Open sadamov opened 1 month ago

sadamov commented 1 month ago

Description: To improve the visualization plots in the vis.py module, we should add the following features to the plots:

Country Borders: Add country borders to the plots using cartopy.feature.BORDERS. Set the linestyle to a solid line ("-") and the edge color to black.

Coastlines: Include coastlines in the plots using cartopy.feature.COASTLINE. Set the linestyle to a solid line ("-") and the edge color to black.

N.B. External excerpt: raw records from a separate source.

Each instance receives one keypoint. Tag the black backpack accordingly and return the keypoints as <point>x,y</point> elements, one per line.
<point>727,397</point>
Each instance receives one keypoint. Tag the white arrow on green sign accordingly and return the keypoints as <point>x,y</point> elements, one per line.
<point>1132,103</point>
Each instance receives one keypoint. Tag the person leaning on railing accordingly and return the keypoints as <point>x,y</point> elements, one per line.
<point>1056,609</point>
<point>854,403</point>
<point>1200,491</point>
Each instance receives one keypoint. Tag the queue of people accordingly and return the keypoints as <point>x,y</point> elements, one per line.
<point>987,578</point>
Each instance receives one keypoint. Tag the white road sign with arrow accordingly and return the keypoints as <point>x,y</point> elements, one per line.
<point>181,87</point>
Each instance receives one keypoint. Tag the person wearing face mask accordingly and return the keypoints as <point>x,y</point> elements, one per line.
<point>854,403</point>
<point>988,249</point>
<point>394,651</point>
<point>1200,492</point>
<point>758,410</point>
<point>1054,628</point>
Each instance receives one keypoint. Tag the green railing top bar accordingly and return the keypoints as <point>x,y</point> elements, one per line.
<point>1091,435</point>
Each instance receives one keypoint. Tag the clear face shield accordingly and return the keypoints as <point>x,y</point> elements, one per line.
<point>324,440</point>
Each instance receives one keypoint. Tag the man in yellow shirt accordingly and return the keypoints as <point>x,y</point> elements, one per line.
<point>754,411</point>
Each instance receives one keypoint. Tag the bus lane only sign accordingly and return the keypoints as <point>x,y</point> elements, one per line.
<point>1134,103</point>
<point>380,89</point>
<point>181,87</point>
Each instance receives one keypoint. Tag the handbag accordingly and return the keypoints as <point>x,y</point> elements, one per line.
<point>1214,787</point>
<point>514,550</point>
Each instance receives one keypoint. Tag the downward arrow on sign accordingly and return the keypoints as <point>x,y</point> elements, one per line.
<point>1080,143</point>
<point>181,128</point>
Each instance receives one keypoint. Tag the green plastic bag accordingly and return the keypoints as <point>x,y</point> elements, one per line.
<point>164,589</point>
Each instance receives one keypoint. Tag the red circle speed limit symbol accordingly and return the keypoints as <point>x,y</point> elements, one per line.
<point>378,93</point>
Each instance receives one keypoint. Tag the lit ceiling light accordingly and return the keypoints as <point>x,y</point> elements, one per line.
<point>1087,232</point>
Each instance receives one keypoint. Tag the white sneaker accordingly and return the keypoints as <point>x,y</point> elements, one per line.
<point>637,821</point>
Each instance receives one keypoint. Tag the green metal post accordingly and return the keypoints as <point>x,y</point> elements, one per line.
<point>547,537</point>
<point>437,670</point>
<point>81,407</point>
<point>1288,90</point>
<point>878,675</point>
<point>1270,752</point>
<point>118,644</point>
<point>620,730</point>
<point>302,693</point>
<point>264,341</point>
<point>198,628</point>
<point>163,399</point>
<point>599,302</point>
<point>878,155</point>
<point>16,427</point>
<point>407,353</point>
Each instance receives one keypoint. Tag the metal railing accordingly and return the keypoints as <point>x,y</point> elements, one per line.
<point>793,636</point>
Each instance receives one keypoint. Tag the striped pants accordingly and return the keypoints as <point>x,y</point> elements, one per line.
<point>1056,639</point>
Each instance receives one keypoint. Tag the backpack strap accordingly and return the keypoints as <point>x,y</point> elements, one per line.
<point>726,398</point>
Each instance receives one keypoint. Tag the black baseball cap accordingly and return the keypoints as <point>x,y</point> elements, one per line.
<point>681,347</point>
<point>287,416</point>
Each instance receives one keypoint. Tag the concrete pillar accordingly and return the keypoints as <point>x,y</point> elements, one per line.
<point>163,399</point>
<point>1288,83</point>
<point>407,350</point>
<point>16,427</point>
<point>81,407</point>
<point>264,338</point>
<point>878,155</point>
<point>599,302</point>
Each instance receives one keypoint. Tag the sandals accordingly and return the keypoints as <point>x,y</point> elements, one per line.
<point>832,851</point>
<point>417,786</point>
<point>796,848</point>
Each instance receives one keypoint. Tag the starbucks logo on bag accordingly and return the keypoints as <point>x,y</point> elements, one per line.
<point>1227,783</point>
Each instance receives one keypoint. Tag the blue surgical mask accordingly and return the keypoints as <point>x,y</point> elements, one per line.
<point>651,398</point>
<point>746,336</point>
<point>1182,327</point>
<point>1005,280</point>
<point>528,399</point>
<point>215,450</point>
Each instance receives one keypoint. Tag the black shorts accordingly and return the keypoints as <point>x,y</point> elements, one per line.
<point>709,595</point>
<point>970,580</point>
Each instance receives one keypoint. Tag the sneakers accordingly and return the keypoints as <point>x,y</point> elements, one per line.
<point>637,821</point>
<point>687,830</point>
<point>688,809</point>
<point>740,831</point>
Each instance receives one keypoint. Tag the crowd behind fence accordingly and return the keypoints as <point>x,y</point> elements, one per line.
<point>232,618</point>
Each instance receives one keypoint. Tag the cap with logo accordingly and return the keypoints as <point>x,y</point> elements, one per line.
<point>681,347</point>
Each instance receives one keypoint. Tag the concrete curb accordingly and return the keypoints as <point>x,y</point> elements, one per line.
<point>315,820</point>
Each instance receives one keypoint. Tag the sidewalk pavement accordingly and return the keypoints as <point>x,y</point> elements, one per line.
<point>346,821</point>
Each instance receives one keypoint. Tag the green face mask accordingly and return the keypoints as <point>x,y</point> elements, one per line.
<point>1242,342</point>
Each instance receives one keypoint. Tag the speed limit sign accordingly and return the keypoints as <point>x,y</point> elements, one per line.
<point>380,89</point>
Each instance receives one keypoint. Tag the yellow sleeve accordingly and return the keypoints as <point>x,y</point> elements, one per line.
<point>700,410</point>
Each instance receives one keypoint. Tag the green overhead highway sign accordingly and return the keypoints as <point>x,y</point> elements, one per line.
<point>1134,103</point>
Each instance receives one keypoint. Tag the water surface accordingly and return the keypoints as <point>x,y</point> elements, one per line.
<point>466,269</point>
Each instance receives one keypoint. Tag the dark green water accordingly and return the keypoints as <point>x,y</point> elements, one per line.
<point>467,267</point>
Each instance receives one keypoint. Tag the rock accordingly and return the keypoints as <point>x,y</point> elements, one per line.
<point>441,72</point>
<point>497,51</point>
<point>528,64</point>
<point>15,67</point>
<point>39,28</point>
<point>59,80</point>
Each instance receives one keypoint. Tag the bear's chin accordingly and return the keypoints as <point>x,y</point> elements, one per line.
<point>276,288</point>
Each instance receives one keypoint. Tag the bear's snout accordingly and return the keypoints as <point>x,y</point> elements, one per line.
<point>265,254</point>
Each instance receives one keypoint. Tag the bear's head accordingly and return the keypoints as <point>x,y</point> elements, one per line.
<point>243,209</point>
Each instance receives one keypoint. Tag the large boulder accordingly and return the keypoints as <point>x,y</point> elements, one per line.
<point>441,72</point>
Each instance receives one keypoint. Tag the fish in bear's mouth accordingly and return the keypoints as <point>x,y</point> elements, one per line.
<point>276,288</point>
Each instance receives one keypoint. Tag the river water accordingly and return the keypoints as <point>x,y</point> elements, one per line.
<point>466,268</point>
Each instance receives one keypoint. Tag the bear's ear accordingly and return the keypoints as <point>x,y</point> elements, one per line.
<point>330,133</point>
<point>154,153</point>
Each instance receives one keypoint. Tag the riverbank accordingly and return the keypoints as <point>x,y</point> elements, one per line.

Gridlines: Add gridlines to the plots using ax.gridlines(). Use the projection specified in constants.SELECTED_PROJ for the gridlines. Disable drawing labels for the gridlines by setting draw_labels=False. Set the linewidth of the gridlines to 0.5 and the alpha (transparency) to 0.5.

Implementation:

import cartopy.feature as cf
ax.add_feature(cf.BORDERS, linestyle="-", edgecolor="black")
ax.add_feature(cf.COASTLINE, linestyle="-", edgecolor="black")
ax.gridlines(
    crs=constants.SELECTED_PROJ,
    draw_labels=False,
    linewidth=0.5,
    alpha=0.5,
)

Benefits: Enhancing the plots with country borders and coastlines will provide better geographical context and make the visualizations more informative. Adding gridlines will improve the readability of the plots and help in understanding the spatial distribution of the data. Customizing the linestyle, edge color, linewidth, and alpha allows for better visual aesthetics and clarity in the plots.

Notes: Since we are already depending on cartopy for the projections we might as well use some additional functionalities.

joeloskarsson commented 1 month ago

Note that coastlines are already drawn, e.g.

https://github.com/mllam/neural-lam/blob/879cfec1b49d0255ed963f44b3a9f55d42c9920a/neural_lam/vis.py#L95

But could be nice to use add_feature also for coastlines, for consistency.